In my reading, however, the relationship between the two men is somewhat blurred. There seems to be enough distance between the men that the elder is probably a grandfather to the second, which gives some meaning to the statement, “I was the son you always had,” as opposed to what is a more typical phrase, “I was the son you never had.” Perhaps the grandfather and grandmother had raised the child from his youngest years. Through the years it is clear that the young man has developed great respect for his elder and cares deeply for his pain. He claims, “You were a god in my eyes,” but there is also an element of pity for the obvious pain that his elder feels. He says over and over again in the chorus, “Please don’t cry. Hold your head up high. She would want you to.” The statement may be said by and to each man in turn.
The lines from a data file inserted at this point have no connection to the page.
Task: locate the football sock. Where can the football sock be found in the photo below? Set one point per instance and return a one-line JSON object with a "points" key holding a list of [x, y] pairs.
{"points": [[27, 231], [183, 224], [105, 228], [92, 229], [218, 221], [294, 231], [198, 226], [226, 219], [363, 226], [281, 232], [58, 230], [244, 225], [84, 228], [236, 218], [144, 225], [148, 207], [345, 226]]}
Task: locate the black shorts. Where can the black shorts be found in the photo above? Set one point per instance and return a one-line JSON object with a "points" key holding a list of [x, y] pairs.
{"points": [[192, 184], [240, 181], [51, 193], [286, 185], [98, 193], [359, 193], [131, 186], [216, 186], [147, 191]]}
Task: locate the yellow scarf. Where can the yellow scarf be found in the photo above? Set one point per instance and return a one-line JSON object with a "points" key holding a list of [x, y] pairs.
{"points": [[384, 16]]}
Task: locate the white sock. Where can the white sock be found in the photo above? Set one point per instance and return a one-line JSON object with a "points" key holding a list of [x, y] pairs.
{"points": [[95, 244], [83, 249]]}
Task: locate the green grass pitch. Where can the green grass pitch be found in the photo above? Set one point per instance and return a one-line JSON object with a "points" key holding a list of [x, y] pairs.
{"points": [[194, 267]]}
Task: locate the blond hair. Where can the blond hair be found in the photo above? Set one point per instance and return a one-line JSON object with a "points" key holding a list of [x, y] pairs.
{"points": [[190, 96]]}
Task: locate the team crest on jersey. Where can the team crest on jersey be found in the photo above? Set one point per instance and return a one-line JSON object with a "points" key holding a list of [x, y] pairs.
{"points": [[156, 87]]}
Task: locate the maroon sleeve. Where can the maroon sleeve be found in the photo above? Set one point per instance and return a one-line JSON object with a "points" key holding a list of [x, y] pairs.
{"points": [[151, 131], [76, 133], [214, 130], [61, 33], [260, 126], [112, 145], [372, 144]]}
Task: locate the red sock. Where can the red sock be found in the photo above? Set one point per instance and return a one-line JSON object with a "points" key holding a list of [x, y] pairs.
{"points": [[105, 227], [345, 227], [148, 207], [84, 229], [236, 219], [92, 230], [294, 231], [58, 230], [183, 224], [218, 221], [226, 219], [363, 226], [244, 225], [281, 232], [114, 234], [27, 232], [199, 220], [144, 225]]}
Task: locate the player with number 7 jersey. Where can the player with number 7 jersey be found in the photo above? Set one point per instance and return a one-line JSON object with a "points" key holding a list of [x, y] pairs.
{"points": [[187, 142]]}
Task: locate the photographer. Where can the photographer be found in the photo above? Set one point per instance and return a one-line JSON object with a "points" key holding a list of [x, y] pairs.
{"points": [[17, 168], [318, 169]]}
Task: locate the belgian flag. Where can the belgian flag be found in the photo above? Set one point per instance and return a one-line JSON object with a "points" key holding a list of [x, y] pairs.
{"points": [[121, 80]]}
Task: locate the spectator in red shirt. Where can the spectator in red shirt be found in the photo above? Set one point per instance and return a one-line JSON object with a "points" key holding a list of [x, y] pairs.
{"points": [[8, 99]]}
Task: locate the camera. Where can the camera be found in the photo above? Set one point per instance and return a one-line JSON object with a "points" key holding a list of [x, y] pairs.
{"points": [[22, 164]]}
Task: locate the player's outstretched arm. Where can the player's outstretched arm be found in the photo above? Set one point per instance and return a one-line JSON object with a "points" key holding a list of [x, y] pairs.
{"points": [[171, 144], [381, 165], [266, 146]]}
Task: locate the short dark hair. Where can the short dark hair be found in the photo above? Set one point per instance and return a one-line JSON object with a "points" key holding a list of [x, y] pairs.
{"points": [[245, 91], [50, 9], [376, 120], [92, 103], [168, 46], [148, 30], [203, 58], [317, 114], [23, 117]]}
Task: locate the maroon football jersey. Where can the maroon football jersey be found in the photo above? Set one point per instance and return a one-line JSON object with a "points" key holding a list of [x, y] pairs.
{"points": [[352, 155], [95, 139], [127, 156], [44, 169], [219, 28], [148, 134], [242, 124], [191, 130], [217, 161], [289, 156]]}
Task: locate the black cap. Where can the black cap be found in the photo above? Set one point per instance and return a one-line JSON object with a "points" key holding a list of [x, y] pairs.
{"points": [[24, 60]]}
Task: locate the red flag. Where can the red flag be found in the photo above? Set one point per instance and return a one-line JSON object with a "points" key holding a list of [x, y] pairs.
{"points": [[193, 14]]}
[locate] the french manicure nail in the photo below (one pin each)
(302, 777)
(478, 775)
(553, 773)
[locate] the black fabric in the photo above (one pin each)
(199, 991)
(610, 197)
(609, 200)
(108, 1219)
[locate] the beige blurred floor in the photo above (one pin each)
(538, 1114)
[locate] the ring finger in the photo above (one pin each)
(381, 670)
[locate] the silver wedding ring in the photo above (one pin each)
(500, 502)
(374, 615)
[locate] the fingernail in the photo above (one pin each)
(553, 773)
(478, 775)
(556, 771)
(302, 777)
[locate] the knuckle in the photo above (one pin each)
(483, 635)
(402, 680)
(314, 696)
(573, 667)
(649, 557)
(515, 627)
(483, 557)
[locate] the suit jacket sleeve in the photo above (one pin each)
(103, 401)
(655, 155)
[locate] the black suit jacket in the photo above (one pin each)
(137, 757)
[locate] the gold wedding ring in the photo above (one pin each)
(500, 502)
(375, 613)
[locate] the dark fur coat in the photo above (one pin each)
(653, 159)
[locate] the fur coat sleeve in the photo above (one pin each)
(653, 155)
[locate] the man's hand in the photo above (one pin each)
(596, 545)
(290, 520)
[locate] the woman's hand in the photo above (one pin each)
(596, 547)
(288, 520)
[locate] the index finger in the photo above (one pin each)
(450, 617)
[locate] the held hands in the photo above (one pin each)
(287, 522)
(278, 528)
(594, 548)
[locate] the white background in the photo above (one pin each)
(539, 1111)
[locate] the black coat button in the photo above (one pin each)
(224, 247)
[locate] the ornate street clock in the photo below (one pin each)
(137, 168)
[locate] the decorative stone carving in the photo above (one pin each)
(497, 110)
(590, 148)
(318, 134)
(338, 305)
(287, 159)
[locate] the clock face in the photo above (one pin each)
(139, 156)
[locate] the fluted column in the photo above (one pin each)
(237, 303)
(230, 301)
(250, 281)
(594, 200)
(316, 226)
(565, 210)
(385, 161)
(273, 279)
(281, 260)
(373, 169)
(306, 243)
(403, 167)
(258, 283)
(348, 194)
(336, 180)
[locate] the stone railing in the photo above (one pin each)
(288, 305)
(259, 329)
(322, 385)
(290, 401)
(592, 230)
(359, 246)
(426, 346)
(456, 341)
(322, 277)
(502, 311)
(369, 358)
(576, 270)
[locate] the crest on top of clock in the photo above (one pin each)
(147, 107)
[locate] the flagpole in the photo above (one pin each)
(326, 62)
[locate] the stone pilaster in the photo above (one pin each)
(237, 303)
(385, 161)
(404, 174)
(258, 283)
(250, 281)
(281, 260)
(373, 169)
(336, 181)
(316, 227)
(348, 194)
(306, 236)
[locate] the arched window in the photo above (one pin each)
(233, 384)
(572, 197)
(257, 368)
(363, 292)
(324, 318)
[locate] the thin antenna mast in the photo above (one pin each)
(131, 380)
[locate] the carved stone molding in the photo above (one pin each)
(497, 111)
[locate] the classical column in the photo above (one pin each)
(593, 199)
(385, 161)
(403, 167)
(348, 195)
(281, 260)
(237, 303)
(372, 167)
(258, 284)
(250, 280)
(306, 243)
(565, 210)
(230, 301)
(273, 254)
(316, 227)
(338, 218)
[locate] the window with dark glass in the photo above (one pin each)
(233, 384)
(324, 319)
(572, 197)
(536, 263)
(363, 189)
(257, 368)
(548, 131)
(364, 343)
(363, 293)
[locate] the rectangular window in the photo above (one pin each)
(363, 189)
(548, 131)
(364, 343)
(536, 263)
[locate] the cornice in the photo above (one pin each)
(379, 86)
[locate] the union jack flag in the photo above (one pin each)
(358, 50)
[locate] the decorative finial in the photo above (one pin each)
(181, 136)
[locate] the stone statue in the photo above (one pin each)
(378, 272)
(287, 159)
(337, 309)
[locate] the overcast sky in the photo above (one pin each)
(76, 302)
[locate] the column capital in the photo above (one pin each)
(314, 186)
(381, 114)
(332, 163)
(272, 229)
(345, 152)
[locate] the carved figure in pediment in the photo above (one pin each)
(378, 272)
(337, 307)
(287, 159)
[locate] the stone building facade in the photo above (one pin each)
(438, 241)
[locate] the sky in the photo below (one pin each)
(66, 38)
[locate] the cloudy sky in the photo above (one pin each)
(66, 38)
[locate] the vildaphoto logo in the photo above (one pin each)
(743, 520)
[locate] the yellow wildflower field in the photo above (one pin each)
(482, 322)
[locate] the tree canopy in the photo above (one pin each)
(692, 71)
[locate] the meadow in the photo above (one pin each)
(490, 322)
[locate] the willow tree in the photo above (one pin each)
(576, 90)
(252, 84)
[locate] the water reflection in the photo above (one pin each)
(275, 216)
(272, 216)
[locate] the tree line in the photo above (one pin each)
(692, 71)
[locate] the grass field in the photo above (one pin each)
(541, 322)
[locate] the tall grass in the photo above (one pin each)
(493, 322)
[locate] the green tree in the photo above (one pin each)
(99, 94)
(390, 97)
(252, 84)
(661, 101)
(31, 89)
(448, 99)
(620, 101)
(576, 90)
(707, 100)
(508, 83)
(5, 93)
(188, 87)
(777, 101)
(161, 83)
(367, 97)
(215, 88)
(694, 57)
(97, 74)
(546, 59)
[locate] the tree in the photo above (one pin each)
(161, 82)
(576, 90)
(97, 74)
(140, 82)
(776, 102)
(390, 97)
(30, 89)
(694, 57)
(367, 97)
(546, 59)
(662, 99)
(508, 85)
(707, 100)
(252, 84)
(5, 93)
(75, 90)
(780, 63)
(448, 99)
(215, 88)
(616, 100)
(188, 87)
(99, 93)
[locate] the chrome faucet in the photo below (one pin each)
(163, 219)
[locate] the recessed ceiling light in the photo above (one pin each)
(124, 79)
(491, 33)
Obviously, the young man is trying to comfort his elder through the tremendous pain of losing a spouse. We see a flashback to the funeral in which the speaker concedes that he could not have had even the slightest idea of the pain felt by his elder when he says, “I was too young to understand the flowers slipping from your hands.” The young man, only a child at the time, did not appreciate the weight of that type of loss. He also recounts when his elder held him in a quiet, perhaps uncomfortable moment a bit later in life. The grandfather clarifies, “Don’t you know I miss her too? I miss her just as much as you.” The old man, having experienced tremendous loss, did a good enough job in seeing his ward through his grief. So good, in fact, that the young man may not have even seen elder’s pain at the time. But upon reflection, from a time and place of maturity, it is clear to the young man that loss and pain haunted their life together. For those of us who have experienced such loss at a young age, we are thankful for the strength shown by the grown-ups who guide us through our pain while they are busy wrestling with their own. This young man sees his grandfather’s strength while also clearly seeing his vulnerability and utter emotional ruin.
All of this depth of meaning is developed in one brief image presented at the very beginning of the song. The rest of the lyrics that come after give color to the allegorical meaning housed in the title and first verse of the song.
“Above the Clouds of Pompeii” is a surprisingly rich way to introduce the theme of the specter of loss that haunts a boy and his grandfather after the death of the grandmother. The two men live in a world apart, on the slopes above a proper town. But the town, life outside of the reality of their pain, is entombed by their grief. Their perspective of the mummified existence of others and the world around them is defined by a sustained lifelessness. For the elder especially, after the death of his wife, the rest of the world is buried and frozen by the influence that she still holds over him. It is under her mountainous shadow and lingering presence that the two men try to keep living a life that is characterized by death and loss. The grandmother’s absence is a lifeless volcano that forever buried the lives of her husband and grandchild under her consequence. With their home on the slopes of Vesuvius, the two men are overshadowed by death and removed from life, held in the lingering presence of a dormant power of which they are unwilling or unable to let go.
This is a tremendously rich metaphor for the pain of loss and the inability to move on after death. The image should settle into our imagination as a bittersweet representation of what we will all likely feel at some point in our lives. Instead of falling victim to the fate of these two characters, may we instead show respect and love for our dead without allowing the eruption of our emotions to bury and fossilize us as living mummies, frozen in the past. Let us instead continue to live and grow in the rich soil of their memory and burst with renewed, verdant, and youthful energy, preserving their influence in the lives we lead.